According to Mr Siri, the government's 20-year energy plan is still a work in progress. Covering 2015-36, the plan already has crucial problems, which some planners call errors. For all its years in office, up to today, Prime Minister Prayut Chan-o-cha, relevant ministers and officials have stuck stubbornly to a uni-faceted plan for the South, citing the need to meet the growing needs of the region which calls for sticking a coal-fired generating plant in Krabi and two others in Thepha district of Songkhla.
It probably sounded simple in the meetings before the power plan was written and distributed. Their claims have challenged by the civic group members who raise solid points regarding the country's excessively high reserve margin which resulted from a false demand forecast. Not to mention that the country has ample sources of renewables, so much so that policy makers can switch from coal, the most filthy pollutant of all possible sources of power plant fuels.
There are two reasons the government is wrong about this. One is the utter failure to consider local advice and consent. In both Muang district of Krabi on the Andaman Sea and Thepha in Songkhla, local opinion opposes coal power. While local conditions affect this opposition in different ways, residents of the two districts have the same feeling about the use of coal as most of the world.

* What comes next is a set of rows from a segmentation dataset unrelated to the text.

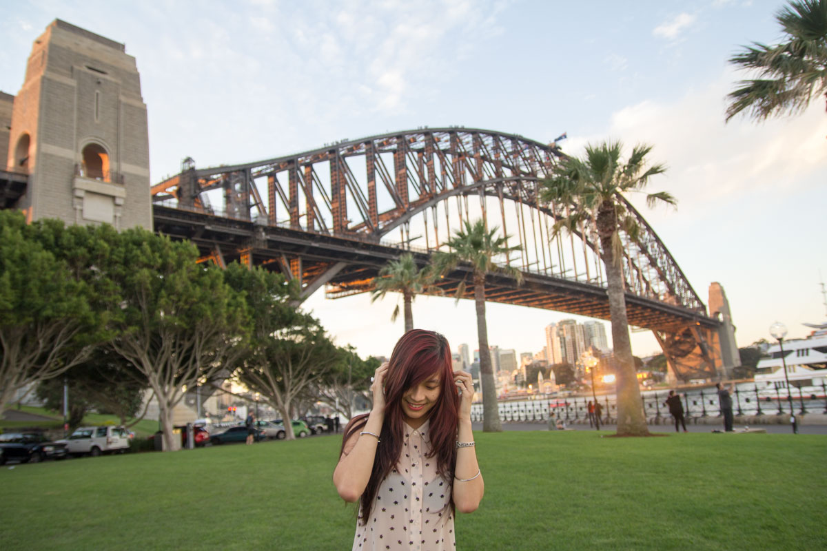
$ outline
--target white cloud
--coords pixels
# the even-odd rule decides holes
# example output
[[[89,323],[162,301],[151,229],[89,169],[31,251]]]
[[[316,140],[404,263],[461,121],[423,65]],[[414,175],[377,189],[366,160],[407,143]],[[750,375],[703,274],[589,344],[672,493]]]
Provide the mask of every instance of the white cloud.
[[[609,54],[604,59],[604,63],[609,65],[613,71],[624,71],[629,65],[629,59],[617,54]]]
[[[692,23],[695,22],[695,16],[690,15],[689,13],[681,13],[674,19],[664,21],[656,26],[652,31],[652,34],[655,36],[660,36],[661,38],[666,38],[672,40],[677,38],[678,35],[681,34],[684,29],[692,25]]]

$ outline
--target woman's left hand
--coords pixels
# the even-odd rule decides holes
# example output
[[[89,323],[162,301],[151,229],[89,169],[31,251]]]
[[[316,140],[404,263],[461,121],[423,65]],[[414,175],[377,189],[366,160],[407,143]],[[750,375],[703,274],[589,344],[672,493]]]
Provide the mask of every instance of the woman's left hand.
[[[455,371],[454,383],[460,392],[459,418],[471,420],[471,405],[474,401],[474,381],[467,371]]]

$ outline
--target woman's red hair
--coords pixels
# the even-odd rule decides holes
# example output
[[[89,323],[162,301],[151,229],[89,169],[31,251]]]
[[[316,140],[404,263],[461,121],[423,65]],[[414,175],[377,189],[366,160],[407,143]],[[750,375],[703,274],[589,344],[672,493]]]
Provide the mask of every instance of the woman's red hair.
[[[394,347],[385,376],[382,441],[376,446],[370,479],[360,498],[362,524],[366,522],[370,514],[380,485],[396,466],[402,454],[402,442],[407,426],[402,409],[403,396],[409,388],[437,373],[441,392],[428,415],[431,453],[428,457],[436,458],[437,472],[443,478],[452,482],[457,461],[455,442],[460,397],[454,384],[451,348],[447,340],[439,333],[422,329],[411,330],[402,335]],[[357,416],[347,424],[342,439],[342,451],[351,436],[361,430],[367,423],[367,414]],[[453,508],[452,499],[451,506]]]

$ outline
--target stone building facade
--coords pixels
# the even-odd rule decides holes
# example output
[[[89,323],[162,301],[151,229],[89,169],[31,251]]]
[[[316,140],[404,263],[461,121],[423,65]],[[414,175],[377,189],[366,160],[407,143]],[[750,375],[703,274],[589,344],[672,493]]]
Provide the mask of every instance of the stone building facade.
[[[32,46],[10,126],[0,151],[29,173],[16,207],[30,220],[152,229],[146,106],[124,45],[55,20]]]

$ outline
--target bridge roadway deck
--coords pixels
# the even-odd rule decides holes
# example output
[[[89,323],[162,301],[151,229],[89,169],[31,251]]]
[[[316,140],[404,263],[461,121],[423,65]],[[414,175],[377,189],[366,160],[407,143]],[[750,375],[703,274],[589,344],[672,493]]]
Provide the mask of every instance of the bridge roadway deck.
[[[237,260],[242,252],[251,254],[256,265],[280,269],[289,259],[300,258],[305,282],[322,275],[337,263],[347,266],[328,283],[332,298],[365,292],[371,280],[388,260],[396,259],[399,249],[380,244],[367,237],[335,236],[261,225],[243,220],[217,216],[161,205],[153,205],[155,231],[174,239],[194,242],[204,255],[218,245],[226,262]],[[428,255],[414,253],[420,262]],[[486,299],[494,302],[543,308],[590,317],[609,319],[606,290],[593,283],[548,275],[525,273],[524,282],[516,286],[509,278],[490,275],[486,279]],[[453,296],[457,286],[465,281],[466,297],[473,298],[471,269],[459,267],[442,280],[447,296]],[[719,321],[681,306],[658,300],[626,295],[629,324],[638,327],[675,333],[689,325],[717,328]]]

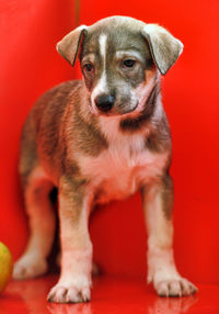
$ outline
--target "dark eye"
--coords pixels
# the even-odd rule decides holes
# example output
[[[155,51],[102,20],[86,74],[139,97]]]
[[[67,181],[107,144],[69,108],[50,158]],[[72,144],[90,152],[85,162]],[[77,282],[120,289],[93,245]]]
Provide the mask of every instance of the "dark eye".
[[[92,64],[85,64],[83,66],[83,69],[87,71],[87,72],[92,72],[94,70],[94,66]]]
[[[126,68],[132,68],[135,64],[136,64],[136,60],[127,59],[127,60],[124,60],[123,66]]]

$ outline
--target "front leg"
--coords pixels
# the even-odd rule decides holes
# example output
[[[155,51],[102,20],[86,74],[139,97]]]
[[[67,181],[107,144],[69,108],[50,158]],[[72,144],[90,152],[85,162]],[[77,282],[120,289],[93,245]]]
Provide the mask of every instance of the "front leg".
[[[182,296],[197,288],[177,272],[173,255],[173,183],[164,176],[141,190],[148,228],[148,282],[159,295]]]
[[[48,301],[78,303],[90,300],[92,244],[89,236],[89,201],[83,180],[61,178],[59,220],[61,274]]]

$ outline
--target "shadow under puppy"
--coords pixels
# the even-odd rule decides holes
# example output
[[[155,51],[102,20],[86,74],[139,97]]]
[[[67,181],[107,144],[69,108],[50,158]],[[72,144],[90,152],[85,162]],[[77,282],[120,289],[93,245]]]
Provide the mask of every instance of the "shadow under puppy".
[[[61,273],[51,302],[90,300],[92,243],[88,220],[96,203],[140,190],[148,227],[148,281],[159,295],[188,295],[173,257],[171,134],[160,96],[183,44],[157,24],[112,16],[82,25],[58,52],[83,80],[64,82],[34,105],[21,139],[20,173],[30,239],[13,277],[47,270],[55,216],[48,194],[58,187]]]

The second error is essentially ignoring alternatives to coal. Mr Siri last week cancelled the existing environmental and health impact assessments (EHIAs) for the Thepha coal plants. Earlier, Gen Prayut ordered a new EIA and EHIA for the planned Krabi power plant. But in neither case has the government taken the proper, needed action and simply cancelled all plans for coal.
There is no rational reason for this. The Electricity Generating Authority of Thailand (Egat) has trotted out statistics showing that coal is cheaper than gas. Mr Siri was busy last week explaining to the media and demonstrators that there's enough power to last five years, and no reason to make a decision until early 2019. Yet there has been no move to do the right thing and simply cancel plans for this Frankenstein's monster of energy planning for the South.
Sticking with coal flies in the face of other government policies. Thailand 2.0 built coal-powered plants. (People in the North still are paying, in health problems.) In Thailand 4.0, there's no room for 19th century power solutions. Coal as fuel is as unpopular as it is outmoded. Fourth-generation technology demands developing solar and wind power, working with local communities to encourage micro-producers to join the national grid. A true Thailand 4.0 energy policy would encourage, subsidise and, if necessary, underwrite high-tech power development.
In encouraging Thepha protesters to get off the pavement and go home, Mr Siri carefully promised only to revisit the EIA and EHIA of coal-fired energy. He promised to put plans for such power plants on the shelf for nine months, while new assessments are drawn up. Having twice already claiming that coal was the perfect fuel for both Krabi and Songkhla, the prospect of a radical change in the third impact assessments seems remote.
The government should the right thing, cancel the coal policy and work with local communities in the South and around the country to establish an energy policy worthy of Thailand 4.0.